日本は位置的条件、地形的条件などの理由で、地震などの自然災害が発生しやすい国だが、どの災害を観ても犠牲者の救出活動や捜索活動に違和感を強く感じていたので、他人の命を奪った無期懲役囚という身分ではあるが、今後の災害のために提言をさせて頂く。

 これまで大地震を筆頭に、台風、大雨、土砂崩れなどの自然災害が立て続けに発生していると感じているのは私だけではないだろう。沢山発生した災害の中で特に私の記憶に残っているのが、平成二十六年九月二十七日に噴火した御嶽山の災害で、登山客などが犠牲になり、多くの命が失われてしまった。

突然の噴火で逃げ遅れてしまった人たちが、何を思いながら亡くなって逝ったかを想像すると、無念としか言いようがない。

当然、何とか助かりたいと思ったはずだし、誰でもいいから助けに来てほしいと、最後の瞬間まで思っていたはずだが、もう助からないと覚悟した最後には、残して逝かなければいけない大切な人たちの事を思っていたに違いない。

それに、犠牲者の家族や友人、更に恋人たちは、自分の大切な人が災害に巻き込まれてしまった事実を知らされた時に、どんな思いで報道される被災地での救出、捜索活動の様子を見守っていた事かを思うと、全くの他人で無期懲役囚という身分の私でも、心が痛んだ事を思い出す。

代弁するまでもなく、無事に戻って来る事を強く願っていたと思う。

 そんな人たちの気持ちを知ってか知らずか、気をもませる救出、捜索態勢に苛立ちと憤りを感じていたのは、私だけではないと思う。

何故なら、当時の首相、安倍総理は御嶽山の噴火直後の記者会見で『政府として全力で対応します』と発表していたはずだが、報道によると、最初に被災地で救助、捜索活動に当てられた人員は、わずか三百人態勢でしかなく、実際の活動内容にしても、火山ガスの臭いが強いため、救出、捜索活動を打ち切ったとか、雨が降ってきて二次災害の恐れがあるため、救出、捜索活動を打ち切ったなどの連続で、災害に巻き込まれ一刻も早い救出を待つ人たちの命を、救うつもりがないのかと、報道内容にイライラしながら毒突いていたのを、よく覚えている。

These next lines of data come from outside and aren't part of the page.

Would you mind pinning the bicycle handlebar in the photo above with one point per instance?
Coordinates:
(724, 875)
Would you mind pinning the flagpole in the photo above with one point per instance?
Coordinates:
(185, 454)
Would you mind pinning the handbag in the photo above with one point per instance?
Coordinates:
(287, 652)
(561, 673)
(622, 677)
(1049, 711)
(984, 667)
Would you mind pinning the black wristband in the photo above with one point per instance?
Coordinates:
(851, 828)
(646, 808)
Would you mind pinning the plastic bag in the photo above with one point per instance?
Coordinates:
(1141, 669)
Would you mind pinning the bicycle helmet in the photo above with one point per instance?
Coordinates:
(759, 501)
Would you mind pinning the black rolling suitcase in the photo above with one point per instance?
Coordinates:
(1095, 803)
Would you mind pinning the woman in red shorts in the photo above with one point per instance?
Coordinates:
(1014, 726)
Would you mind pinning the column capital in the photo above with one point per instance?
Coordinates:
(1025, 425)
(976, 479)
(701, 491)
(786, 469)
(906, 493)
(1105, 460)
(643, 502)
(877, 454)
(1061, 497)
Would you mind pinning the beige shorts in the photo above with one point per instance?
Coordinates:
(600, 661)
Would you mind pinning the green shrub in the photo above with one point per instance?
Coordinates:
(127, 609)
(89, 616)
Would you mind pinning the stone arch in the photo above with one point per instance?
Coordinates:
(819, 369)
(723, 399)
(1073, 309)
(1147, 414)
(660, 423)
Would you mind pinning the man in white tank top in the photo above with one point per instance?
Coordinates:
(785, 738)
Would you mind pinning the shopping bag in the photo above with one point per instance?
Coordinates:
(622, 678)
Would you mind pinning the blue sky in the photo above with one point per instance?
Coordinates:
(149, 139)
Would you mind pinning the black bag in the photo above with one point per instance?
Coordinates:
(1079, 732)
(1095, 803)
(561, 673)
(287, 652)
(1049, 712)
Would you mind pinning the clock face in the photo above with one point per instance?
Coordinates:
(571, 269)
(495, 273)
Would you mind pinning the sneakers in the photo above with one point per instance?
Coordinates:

二次災害を恐れず、救出、捜索活動を続けて被災者を助けろなどと理不尽な事を言うつもりはないのだが、ならば、自衛隊や消防などの災害時に救出・捜索に当たる隊員たちは何のために日々、過酷な訓練を繰り返しているのかという事だ。

もし敵国が日本に攻撃して来た時に、危ないからといって、自衛隊員は防衛活動を打ち切って撤退するのかという事だ。

必要な訓練を受けていない一般人では近づけない危険な場所でも、救出、捜索などの活動が出来るように、過酷な訓練に耐え、国民が納めた血税から給与を受け取っているのではないのかと言いたいのだ。

火山ガスが出たなら、ガスマスクは使えなかったのか?

ガスマスクが駄目なら、酸素ボンベを背負って行けなかったのか?

雨による土石流にしても、想定した上で救出、捜索を続ける手段は何もなかったのか?

救出が遅れる程、被災者の生存率が低くなる事や、最初の救出、捜索活動が重要な事も、周知の事実であるのに何故、当初たった三百人しか救出、捜索に投入しなかったのか残念でならない。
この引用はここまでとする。